Georges Peignot

L’Auriol

L’HISTOIRE NE DIT PAS COMMENT GEORGE AURIOL (de son vrai nom Georges Huyot) a fait la connaissance de Georges Peignot. Il ne fait aucun doute que le seul courage de créer un caractère entièrement nouveau lui a attiré les faveurs de nombreux artistes intéressés par la Lettre. La flamme Art Nouveau de Georges ne s’étant en aucune façon assagie, il est normal que son choix se soit porté sur ce chansonnier-poète amoureux de calligraphie. Auriol dessinait ses lettres au pinceau, ce qui explique la mobilité du trait, l’envolée des hastes, l’architecture presque chinoise de certaines lettres.

Caractère de fantaisie ou caractère de labeur ?

À peine se sont-ils vus qu’Auriol se met au travail, inspiré par l’alphabet Grasset que Georges lui a montré. Haut, étroit et maigre, son caractère est baptisé la Française Légère. Déposé le 11 octobre 1899, il représente aussitôt l’Art Nouveau dans tout son mouvement, son charme juvénile, son maniérisme désinvolte, sa souplesse harmonieuse. Bien entendu, la famille Peignot très conservatrice reproche à son gérant cette création risquée ; un critique d’art, aimant bien Georges, n’a-t-il pas fait savoir, à la publication du Grasset, sa crainte de voir le jeune fondeur se lancer dans le “haïssable modern style” ? On y est en plein ; c’est à droite un tollé, à gauche l’enthousiasme.

Le vrai dilemme est autre part. La Française Légère est un caractère de fantaisie. Si l’on s’avise d’en faire un caractère de texte, comme l’a fait la Revue satirique Le Canard Sauvage qui n’a vécu qu’un an, les lecteurs ont rapidement la vue fatiguée par l’agitation des lettres, le constant excès d’élan donné au sage schéma de nos aïeux. Ceci veut donc dire que ce caractère, contrairement aux caractères de labeur, est destiné par sa forme aux textes courts, qu’il s’agisse de publicité, de citations, de sous-titres etc. Georges lui-même s’en inquiète car, pour un fondeur, qui dit fantaisie dit peu d’usure du plomb donc peu de renouvellement des caractères. Avec deux ans de retard l’Auriol “fait un tabac” à la fonderie, mais sur la durée le Grasset continuera sa course alors que l’Auriol s’essoufflera et s’arrêtera.

En 1904, pour faire face à ses détracteurs, Georges Peignot lance l’Auriol Labeur, en 1905 la Française Allongée, en 1906 l’Auriol Champlevé, et en 1907 la série des huit Robur : noir, pâle, tigré, clair-de-lune, etc. S’il reconnaît publiquement que les Robur (gras) sont conçus pour la publicité et le Champlevé pour les titres, il voudrait que les autres créations de George Auriol soient achetées pour des textes. En vain ! Son entêtement fait peine, l’intention était si pure !

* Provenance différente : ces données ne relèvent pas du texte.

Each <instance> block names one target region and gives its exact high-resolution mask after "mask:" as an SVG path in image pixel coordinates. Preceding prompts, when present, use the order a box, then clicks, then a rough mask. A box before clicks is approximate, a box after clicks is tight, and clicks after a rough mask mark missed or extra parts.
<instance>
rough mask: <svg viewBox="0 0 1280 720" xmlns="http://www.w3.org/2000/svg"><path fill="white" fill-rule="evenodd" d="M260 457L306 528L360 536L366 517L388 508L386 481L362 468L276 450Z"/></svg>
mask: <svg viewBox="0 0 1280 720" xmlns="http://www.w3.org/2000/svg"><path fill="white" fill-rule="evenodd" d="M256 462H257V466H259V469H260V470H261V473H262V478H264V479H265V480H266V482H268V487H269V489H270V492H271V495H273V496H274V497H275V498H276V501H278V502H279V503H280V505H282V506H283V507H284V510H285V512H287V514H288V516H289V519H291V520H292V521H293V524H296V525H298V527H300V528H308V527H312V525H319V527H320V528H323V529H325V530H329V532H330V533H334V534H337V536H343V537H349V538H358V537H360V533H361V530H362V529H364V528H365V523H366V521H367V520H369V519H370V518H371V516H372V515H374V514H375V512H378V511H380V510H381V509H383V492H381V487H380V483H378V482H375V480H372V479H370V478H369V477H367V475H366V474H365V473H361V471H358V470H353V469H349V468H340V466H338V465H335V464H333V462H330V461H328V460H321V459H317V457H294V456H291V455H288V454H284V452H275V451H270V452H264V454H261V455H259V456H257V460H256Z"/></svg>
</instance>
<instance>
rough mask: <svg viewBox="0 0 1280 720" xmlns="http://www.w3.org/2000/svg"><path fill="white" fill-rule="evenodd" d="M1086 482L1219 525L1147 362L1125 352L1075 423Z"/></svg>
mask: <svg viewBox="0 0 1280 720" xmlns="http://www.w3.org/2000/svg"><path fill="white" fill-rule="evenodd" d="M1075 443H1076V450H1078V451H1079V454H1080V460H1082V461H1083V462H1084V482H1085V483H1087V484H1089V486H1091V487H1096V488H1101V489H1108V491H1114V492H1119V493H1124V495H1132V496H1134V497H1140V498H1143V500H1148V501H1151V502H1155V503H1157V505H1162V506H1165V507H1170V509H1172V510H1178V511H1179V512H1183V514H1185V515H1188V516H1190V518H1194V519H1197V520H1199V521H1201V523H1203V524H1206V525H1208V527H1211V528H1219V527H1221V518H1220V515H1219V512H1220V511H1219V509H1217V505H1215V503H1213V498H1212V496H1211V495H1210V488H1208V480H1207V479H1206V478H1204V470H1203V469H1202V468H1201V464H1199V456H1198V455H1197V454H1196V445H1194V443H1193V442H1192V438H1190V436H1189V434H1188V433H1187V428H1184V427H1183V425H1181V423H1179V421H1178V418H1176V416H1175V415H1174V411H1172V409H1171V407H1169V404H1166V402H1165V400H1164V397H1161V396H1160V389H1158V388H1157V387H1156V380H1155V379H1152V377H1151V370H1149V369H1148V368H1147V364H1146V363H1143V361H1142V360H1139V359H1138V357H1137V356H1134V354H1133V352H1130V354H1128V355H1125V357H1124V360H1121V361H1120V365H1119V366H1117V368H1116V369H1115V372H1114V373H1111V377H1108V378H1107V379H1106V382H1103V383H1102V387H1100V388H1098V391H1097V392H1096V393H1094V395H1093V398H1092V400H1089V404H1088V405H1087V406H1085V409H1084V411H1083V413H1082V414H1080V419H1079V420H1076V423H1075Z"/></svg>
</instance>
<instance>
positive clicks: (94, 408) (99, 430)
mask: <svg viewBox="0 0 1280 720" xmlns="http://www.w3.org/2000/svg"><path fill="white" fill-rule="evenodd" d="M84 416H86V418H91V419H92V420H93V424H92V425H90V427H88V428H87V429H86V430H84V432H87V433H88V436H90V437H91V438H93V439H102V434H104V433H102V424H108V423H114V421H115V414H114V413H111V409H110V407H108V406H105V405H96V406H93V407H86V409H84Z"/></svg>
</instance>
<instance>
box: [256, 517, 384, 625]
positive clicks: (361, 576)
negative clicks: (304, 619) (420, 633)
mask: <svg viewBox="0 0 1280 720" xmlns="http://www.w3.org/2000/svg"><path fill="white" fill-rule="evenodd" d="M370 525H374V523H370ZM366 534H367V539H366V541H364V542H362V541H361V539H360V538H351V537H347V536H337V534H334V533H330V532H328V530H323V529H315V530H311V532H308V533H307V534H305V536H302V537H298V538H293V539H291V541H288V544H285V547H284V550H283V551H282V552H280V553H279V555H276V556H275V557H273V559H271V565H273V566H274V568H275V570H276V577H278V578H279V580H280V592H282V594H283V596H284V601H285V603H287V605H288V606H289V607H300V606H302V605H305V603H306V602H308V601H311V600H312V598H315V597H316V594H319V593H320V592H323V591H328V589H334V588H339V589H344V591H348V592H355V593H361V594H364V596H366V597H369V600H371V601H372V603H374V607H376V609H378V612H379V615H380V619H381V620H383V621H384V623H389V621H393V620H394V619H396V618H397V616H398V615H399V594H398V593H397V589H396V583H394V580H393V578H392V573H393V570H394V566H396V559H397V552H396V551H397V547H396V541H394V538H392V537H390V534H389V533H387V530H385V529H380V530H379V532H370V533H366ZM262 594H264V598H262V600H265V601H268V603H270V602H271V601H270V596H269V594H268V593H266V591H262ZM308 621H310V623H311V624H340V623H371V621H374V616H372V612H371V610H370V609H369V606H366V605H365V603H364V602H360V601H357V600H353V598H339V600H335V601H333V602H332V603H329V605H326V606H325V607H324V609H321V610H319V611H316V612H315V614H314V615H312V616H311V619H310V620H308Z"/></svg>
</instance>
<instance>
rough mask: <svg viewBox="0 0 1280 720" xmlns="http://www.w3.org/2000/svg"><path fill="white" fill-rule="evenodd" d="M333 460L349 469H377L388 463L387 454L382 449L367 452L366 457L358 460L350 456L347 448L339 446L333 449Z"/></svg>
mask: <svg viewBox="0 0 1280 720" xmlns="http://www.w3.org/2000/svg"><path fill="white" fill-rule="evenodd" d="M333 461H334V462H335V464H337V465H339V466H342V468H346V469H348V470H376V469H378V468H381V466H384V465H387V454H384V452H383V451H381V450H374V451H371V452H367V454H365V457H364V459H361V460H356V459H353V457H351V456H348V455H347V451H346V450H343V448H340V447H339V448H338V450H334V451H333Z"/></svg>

Mais si la leçon donnée par Grasset n’a pas été suivie en ce qui concerne les caractères, elle a porté pour les ornements et c’est un bonheur. Tout d’abord en juillet 1901 sort une plaquette : Album d’application des nouvelles créations françaises pamphlet argumenté par Francis Thibaudeau en faveur de l’Art Nouveau. Puis l’année suivante deux séries de “lianes, fleurs, flammes” que le typographe met en pages sous forme de deux opuscules : Vignettes Art Français et Ornements français qui prendront 31 pages du Specimen général. George Auriol lâché dans la jungle végétale de l’Art Nouveau a un goût, une inventivité, une jeunesse d’esprit qui, avec son talent, permettent un décor typographique d’une extrême richesse.

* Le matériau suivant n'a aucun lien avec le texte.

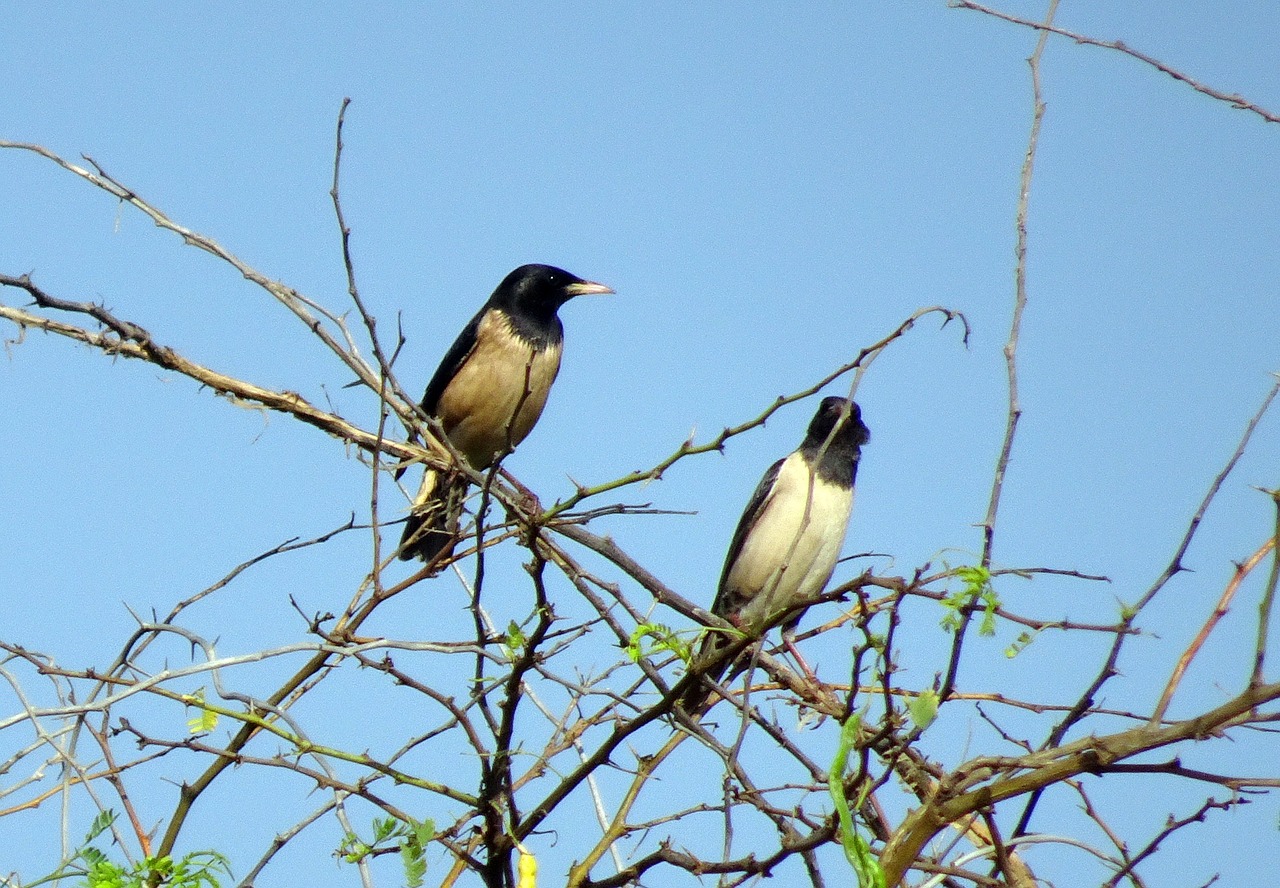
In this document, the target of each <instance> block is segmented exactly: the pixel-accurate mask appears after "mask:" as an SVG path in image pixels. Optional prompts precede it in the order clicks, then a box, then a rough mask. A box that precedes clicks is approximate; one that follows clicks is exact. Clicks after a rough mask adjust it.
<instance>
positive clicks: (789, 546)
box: [724, 453, 854, 632]
mask: <svg viewBox="0 0 1280 888" xmlns="http://www.w3.org/2000/svg"><path fill="white" fill-rule="evenodd" d="M810 488H812V491H813V493H812V498H810ZM852 503H854V494H852V490H851V489H849V488H841V486H836V485H832V484H827V482H824V481H822V480H820V479H818V477H815V476H814V475H813V473H812V472H810V471H809V466H808V463H806V462H805V461H804V458H803V457H801V456H800V454H799V453H792V454H791V456H790V457H787V459H786V461H785V462H783V463H782V467H781V470H780V471H778V477H777V481H776V482H774V485H773V493H772V495H771V496H769V499H768V502H767V503H765V504H764V505H763V507H762V509H760V514H759V517H758V518H756V521H755V525H754V527H753V528H751V531H750V532H749V534H748V536H746V539H745V540H744V541H742V550H741V551H740V553H739V555H737V558H736V559H735V562H733V566H732V568H731V569H730V573H728V576H727V577H726V583H724V585H726V587H727V589H728V590H732V592H733V594H735V596H740V598H741V600H744V601H745V603H746V604H745V607H744V609H742V613H741V614H740V628H742V630H744V631H748V632H753V631H758V630H759V628H760V627H762V626H764V624H767V623H768V622H771V617H773V615H774V614H776V613H777V612H780V610H782V609H786V608H787V607H790V605H791V604H794V603H795V601H799V600H803V599H808V598H812V596H814V595H817V594H818V592H820V591H822V589H823V586H826V585H827V581H828V580H829V578H831V575H832V572H833V571H835V568H836V560H837V559H838V558H840V550H841V548H842V546H844V541H845V528H846V526H847V523H849V513H850V511H851V508H852Z"/></svg>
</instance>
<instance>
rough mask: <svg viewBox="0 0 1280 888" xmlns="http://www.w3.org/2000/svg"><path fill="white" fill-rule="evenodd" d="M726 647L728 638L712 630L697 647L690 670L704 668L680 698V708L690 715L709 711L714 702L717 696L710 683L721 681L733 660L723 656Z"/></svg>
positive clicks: (693, 714) (730, 665)
mask: <svg viewBox="0 0 1280 888" xmlns="http://www.w3.org/2000/svg"><path fill="white" fill-rule="evenodd" d="M727 646H728V638H727V637H726V636H724V633H722V632H719V631H716V630H712V631H709V632H708V633H707V635H705V636H704V637H703V644H701V645H700V646H699V647H698V653H696V654H695V655H694V659H692V662H691V664H690V668H691V669H704V667H705V669H704V670H703V673H701V676H700V677H699V679H698V681H696V682H694V683H692V685H690V686H689V688H687V690H686V691H685V694H684V695H682V696H681V697H680V705H681V708H682V709H684V710H685V711H686V713H689V714H690V715H695V717H698V715H701V714H703V710H705V709H710V708H712V704H714V702H716V700H717V696H716V694H714V692H713V691H712V686H710V682H718V681H721V679H722V678H723V677H724V673H726V672H728V668H730V667H731V665H733V660H735V658H726V656H724V653H723V651H724V649H726V647H727ZM708 664H709V665H708Z"/></svg>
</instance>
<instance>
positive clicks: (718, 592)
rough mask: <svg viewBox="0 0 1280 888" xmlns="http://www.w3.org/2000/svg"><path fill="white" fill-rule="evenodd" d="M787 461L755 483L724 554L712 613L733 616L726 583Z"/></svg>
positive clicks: (717, 615) (784, 461) (737, 522)
mask: <svg viewBox="0 0 1280 888" xmlns="http://www.w3.org/2000/svg"><path fill="white" fill-rule="evenodd" d="M786 461H787V457H783V458H782V459H778V461H777V462H776V463H773V464H772V466H769V471H767V472H765V473H764V477H762V479H760V482H759V484H758V485H755V493H753V494H751V499H750V500H748V503H746V508H745V509H742V517H741V518H739V521H737V530H735V531H733V539H732V540H731V541H730V544H728V553H726V555H724V568H723V569H722V571H721V581H719V586H718V587H717V590H716V600H714V601H713V603H712V613H713V614H716V615H717V617H726V618H728V617H731V612H732V609H733V603H731V601H728V600H726V599H727V595H728V591H727V590H726V589H724V583H726V582H727V581H728V575H730V571H732V569H733V562H736V560H737V557H739V555H740V554H741V553H742V545H744V544H745V543H746V537H748V535H749V534H750V532H751V530H753V528H754V527H755V522H756V521H758V519H759V517H760V513H762V512H763V511H764V504H765V503H768V502H769V496H771V495H772V494H773V485H774V484H776V482H777V480H778V472H781V471H782V463H785V462H786Z"/></svg>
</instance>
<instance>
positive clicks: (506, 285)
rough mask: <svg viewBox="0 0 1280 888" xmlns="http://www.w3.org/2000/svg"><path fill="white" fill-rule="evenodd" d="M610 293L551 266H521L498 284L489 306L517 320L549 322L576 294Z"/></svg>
mask: <svg viewBox="0 0 1280 888" xmlns="http://www.w3.org/2000/svg"><path fill="white" fill-rule="evenodd" d="M612 292H613V290H612V289H611V288H608V287H605V285H604V284H596V283H594V281H590V280H582V279H581V278H579V276H577V275H573V274H570V273H568V271H566V270H564V269H557V267H556V266H552V265H521V266H520V267H518V269H516V270H515V271H512V273H511V274H508V275H507V276H506V278H504V279H503V281H502V283H500V284H498V289H495V290H494V292H493V296H492V297H489V305H490V306H493V307H497V308H502V310H503V311H506V312H507V313H508V315H511V317H512V320H515V321H517V322H518V321H532V322H535V324H548V322H550V320H552V319H553V317H556V311H557V310H558V308H559V307H561V306H562V305H564V303H566V302H568V301H570V299H572V298H573V297H575V296H588V294H590V293H612Z"/></svg>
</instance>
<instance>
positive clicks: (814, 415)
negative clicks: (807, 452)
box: [804, 398, 872, 453]
mask: <svg viewBox="0 0 1280 888" xmlns="http://www.w3.org/2000/svg"><path fill="white" fill-rule="evenodd" d="M846 417H847V418H846ZM841 420H844V425H840V427H838V430H837V431H836V435H835V436H833V438H832V439H831V444H829V445H828V447H831V448H840V449H850V450H852V452H854V453H856V452H858V449H859V448H860V447H861V445H863V444H865V443H867V441H868V440H869V439H870V436H872V432H870V430H869V429H868V427H867V426H865V425H864V424H863V411H861V408H860V407H859V406H858V404H856V403H854V402H852V400H849V398H823V399H822V403H820V404H818V412H817V413H815V415H814V417H813V421H812V422H810V424H809V432H808V434H806V435H805V441H804V443H805V445H806V447H822V444H823V441H826V440H827V436H828V435H831V430H832V429H836V426H837V424H840V422H841Z"/></svg>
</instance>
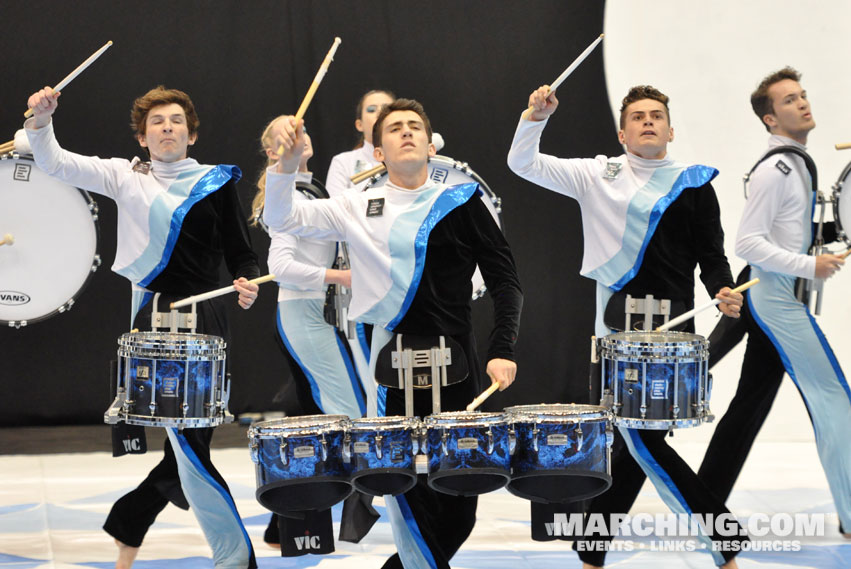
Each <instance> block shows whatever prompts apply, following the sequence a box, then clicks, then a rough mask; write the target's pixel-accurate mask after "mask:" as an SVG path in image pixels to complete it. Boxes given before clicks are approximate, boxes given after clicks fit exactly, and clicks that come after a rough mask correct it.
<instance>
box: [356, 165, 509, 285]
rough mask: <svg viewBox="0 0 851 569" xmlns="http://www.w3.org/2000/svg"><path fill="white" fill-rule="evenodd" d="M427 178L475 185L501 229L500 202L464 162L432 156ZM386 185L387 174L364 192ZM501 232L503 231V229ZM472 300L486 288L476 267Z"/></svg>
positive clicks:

Spécimen Rétrospective, 1903

Spécimen Rétrospective, 1903

Un monument typographique

Ce n’est qu’après avoir lancé les treize corps du Grasset et la Française Légère (cinq corps), que Georges a décidé de faire paraître un “Specimen”. Il s’agissait en l’occurrence de profiter de l’énorme succès de ses nouveaux caractères pour faire connaître aux clients toute la gamme des caractères détenus par la Fonderie G. Peignot & Fils grâce aux fonds David et Longien. Que le nom Peignot ne soit plus jamais assimilé à “fondeur de blancs”…

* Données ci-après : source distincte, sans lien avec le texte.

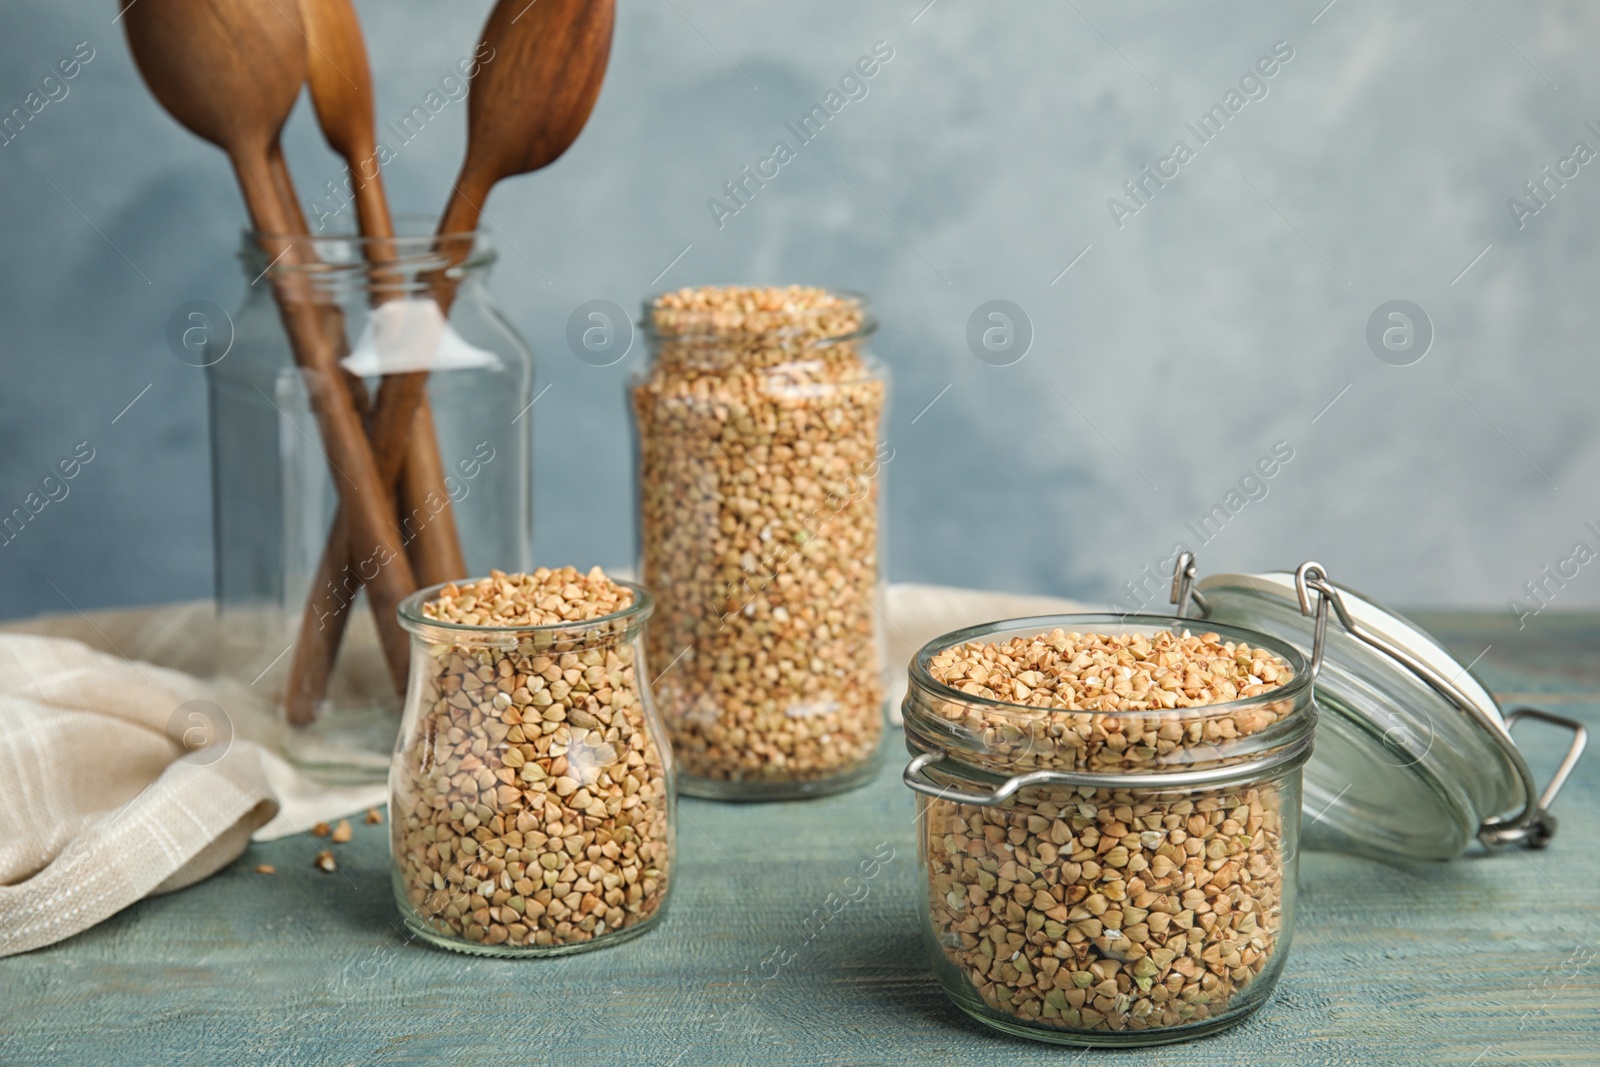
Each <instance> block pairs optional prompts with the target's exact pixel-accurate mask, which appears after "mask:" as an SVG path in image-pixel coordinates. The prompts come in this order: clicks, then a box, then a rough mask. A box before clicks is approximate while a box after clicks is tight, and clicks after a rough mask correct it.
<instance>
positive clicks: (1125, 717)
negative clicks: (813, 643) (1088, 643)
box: [907, 613, 1312, 718]
mask: <svg viewBox="0 0 1600 1067" xmlns="http://www.w3.org/2000/svg"><path fill="white" fill-rule="evenodd" d="M1101 622H1104V624H1107V625H1110V627H1126V625H1128V624H1130V622H1131V624H1134V627H1141V625H1144V627H1158V629H1163V630H1171V632H1178V630H1187V632H1200V633H1216V635H1218V637H1222V638H1224V640H1237V641H1240V643H1248V645H1251V646H1256V648H1264V649H1267V651H1270V653H1274V654H1277V656H1278V657H1282V659H1283V661H1285V662H1286V664H1288V665H1290V670H1291V672H1293V675H1294V677H1291V678H1290V680H1288V681H1285V683H1283V685H1280V686H1274V688H1270V689H1267V691H1266V693H1258V694H1256V696H1248V697H1242V699H1237V701H1218V702H1214V704H1198V705H1194V707H1170V709H1118V710H1094V709H1062V707H1038V705H1035V704H1014V702H1011V701H1002V699H997V697H987V696H978V694H973V693H963V691H962V689H957V688H955V686H952V685H947V683H944V681H939V680H938V678H934V677H933V672H930V670H928V662H930V661H931V659H933V657H934V656H936V654H939V653H942V651H947V649H950V648H958V646H962V645H966V643H970V641H974V640H979V638H984V637H992V635H995V633H1011V632H1018V630H1032V629H1035V627H1037V632H1038V633H1050V632H1051V630H1056V629H1061V630H1067V632H1074V630H1077V632H1080V633H1082V632H1106V630H1094V629H1093V627H1094V625H1096V624H1101ZM1195 622H1200V621H1198V619H1182V617H1178V616H1165V614H1110V613H1067V614H1042V616H1029V617H1021V619H1000V621H998V622H979V624H978V625H970V627H965V629H960V630H952V632H949V633H944V635H941V637H936V638H933V640H931V641H928V643H926V645H923V646H922V648H918V649H917V654H915V656H912V661H910V672H909V673H910V681H912V686H914V688H920V689H923V691H925V693H928V694H930V696H934V697H939V699H946V701H952V702H960V704H973V705H978V707H992V709H997V710H1003V712H1013V713H1019V715H1042V713H1053V712H1059V713H1069V715H1107V717H1115V718H1128V717H1131V715H1162V717H1170V715H1179V717H1192V718H1208V717H1211V715H1216V713H1232V712H1235V710H1240V709H1250V707H1256V705H1261V704H1275V702H1278V701H1282V699H1285V697H1294V696H1298V694H1299V693H1301V689H1306V688H1307V686H1310V685H1312V673H1310V662H1309V661H1307V659H1306V654H1304V653H1301V651H1299V649H1298V648H1294V646H1293V645H1290V643H1288V641H1283V640H1280V638H1277V637H1274V635H1270V633H1262V632H1259V630H1251V629H1246V627H1242V625H1229V624H1221V622H1219V624H1206V625H1203V627H1197V625H1194V624H1195ZM1123 632H1128V630H1123ZM909 699H910V689H907V701H909Z"/></svg>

Ampleur du projet : deux tomes de 450 et 200 pages. Générosité de la mise en pages : 7 têtes de chapitres en 4 couleurs et présentation aérée de chaque caractère ou ornement, souvent en deux couleurs, avec déclinaison de différents corps dans des phrases amusantes ou instructives. Utilité du volume : tous les détails techniques pouvant servir à un imprimeur sont clairement exposés sous forme de tableaux, listes, schémas : tarifs de retour des vieilles fontes, dimensions des différents formats pliés, instruction sur la coupe des filets etc. Sérieux du texte. Le dernier chapitre est consacré par Francis Thibaudeau à une rétrospective de la typographie et de ses décors. Le deuxième tome qui ne paraîtra qu’en 1906 sera une illustration par pages entières des caractères les plus importants énoncés dans le premier volume. On offre avant tout à l’imprimeur la possibilité de se faire une idée de la lisibilité et de la “couleur” de chaque caractère. Ces deux volumes furent abondamment distribués.